DEPRECATED! Oxfeud.it is now deprecated due to facebook’s new TOS.
For the Oxfeud.it system I am making in conjunction with Dan Mroz, we needed to generate a list of all the posts on a page, to be fed to our ‘post scraper’ which adds the information to our database.
Facebook has an API that allows people to search pages for post IDs, information on reactions, comments, and more - however it is very buggy.
The main bug that we experienced was when we attempted to load all the post IDs on the Facebook page, we only obtain ~10% of the posts - this is extremely problematic and troubled us for a small time. We later found, that this is a known issue and we needed a list of the IDs to build our database from - recent posts appear with no issue, so once running we would be ok.

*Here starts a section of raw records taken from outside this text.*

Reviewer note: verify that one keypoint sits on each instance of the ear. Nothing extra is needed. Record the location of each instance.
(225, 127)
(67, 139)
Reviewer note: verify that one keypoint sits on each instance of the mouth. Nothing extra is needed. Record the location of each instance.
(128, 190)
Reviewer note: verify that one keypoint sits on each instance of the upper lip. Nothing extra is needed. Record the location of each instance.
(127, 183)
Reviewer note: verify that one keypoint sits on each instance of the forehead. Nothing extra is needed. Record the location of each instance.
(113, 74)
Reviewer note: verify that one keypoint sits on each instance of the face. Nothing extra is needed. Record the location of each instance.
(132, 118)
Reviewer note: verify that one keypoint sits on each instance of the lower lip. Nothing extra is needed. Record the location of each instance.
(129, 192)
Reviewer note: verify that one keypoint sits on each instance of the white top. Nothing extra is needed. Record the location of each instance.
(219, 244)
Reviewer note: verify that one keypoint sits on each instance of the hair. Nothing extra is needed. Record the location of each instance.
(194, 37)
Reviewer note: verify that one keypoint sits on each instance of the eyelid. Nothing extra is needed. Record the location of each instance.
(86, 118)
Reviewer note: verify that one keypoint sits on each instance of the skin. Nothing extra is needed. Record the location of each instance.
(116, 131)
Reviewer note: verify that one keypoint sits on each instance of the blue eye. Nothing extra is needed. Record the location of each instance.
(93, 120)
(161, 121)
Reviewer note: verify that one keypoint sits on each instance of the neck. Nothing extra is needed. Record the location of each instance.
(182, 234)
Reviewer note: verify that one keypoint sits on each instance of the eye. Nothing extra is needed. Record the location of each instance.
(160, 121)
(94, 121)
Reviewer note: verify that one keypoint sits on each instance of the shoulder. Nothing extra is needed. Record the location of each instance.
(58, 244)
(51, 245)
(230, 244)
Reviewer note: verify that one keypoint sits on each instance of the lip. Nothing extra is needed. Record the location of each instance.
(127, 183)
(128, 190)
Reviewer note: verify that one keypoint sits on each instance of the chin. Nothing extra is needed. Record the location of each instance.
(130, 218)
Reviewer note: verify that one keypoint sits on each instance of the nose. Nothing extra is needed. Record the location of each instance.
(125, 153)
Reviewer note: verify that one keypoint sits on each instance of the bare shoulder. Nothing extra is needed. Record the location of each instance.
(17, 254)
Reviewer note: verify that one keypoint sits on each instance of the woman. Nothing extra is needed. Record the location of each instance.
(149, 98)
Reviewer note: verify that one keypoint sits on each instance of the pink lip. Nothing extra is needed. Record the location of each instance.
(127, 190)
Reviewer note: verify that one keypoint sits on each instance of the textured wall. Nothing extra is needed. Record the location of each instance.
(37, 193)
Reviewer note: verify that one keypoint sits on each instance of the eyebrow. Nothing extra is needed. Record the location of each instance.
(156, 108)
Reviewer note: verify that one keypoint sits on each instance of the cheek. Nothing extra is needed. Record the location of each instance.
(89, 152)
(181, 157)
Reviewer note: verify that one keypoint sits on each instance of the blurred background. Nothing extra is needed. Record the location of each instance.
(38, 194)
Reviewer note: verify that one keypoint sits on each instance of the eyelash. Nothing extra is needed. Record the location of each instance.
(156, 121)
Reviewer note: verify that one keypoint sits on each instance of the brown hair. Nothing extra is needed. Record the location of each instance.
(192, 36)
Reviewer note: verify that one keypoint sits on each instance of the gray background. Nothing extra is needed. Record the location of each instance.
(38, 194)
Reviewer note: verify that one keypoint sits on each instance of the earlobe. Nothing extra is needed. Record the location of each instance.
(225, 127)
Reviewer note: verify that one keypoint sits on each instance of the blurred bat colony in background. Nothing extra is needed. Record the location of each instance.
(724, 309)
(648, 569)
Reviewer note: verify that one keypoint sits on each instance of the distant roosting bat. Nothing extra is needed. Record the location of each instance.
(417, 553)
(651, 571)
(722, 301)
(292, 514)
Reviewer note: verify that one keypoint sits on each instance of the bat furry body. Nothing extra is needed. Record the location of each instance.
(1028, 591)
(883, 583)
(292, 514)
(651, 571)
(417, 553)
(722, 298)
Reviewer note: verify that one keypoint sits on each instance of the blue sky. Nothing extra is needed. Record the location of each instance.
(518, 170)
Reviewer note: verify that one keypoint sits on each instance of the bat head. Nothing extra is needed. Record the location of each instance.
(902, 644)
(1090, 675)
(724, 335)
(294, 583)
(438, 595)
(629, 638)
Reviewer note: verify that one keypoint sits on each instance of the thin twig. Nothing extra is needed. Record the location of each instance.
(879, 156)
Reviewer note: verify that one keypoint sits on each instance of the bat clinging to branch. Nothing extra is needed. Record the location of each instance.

The Facebook Page we are working with (fortunately) has hash-tagged all of their posts, ordered incrementally - one may think that the Graph API has a hashtag search - yet this feature was sadly removed in the previous version.
Fortunately, a fix (albeit a very, very bad1 one) is on hand - which will be explained in this post.
Since Graph API has no hashtag search support since V1.0 - we are stranded with searching through our browser.
Facebook’s hashtag search in-browser is fortunately of simple format:
http://facebook.com/hashtag/DATA_HERE
We can see that for incrementing hashtags, we can put this in a nice while
loop and systematically generate all the URLs we need to search.
We could search all those generated links manually, but our saviour wget
is here to get us out of this hole.
If we attempt wget https://www.facebook.com/hashtag/${HASHTAG}
we find that Facebook knows we’re trying to be tricky - it rejects the request and provides no post information in the returned HTML source.
We therefore have to spoof a browser, I picked FireFox to spoof since it’s very common.
Our wget
command will now like like this:
wget https://www.facebook.com/hashtag/${HASHTAG} --header="User-Agent: Mozilla/5.0 (Windows NT 5.1; rv:23.0) Gecko/20100101 Firefox/23.0" --header="Accept: image/png,image/*;q=0.8,*/*;q=0.5" --header="Accept-Language: en-US,en;q=0.5" --header="Referer: https://www.facebook.com"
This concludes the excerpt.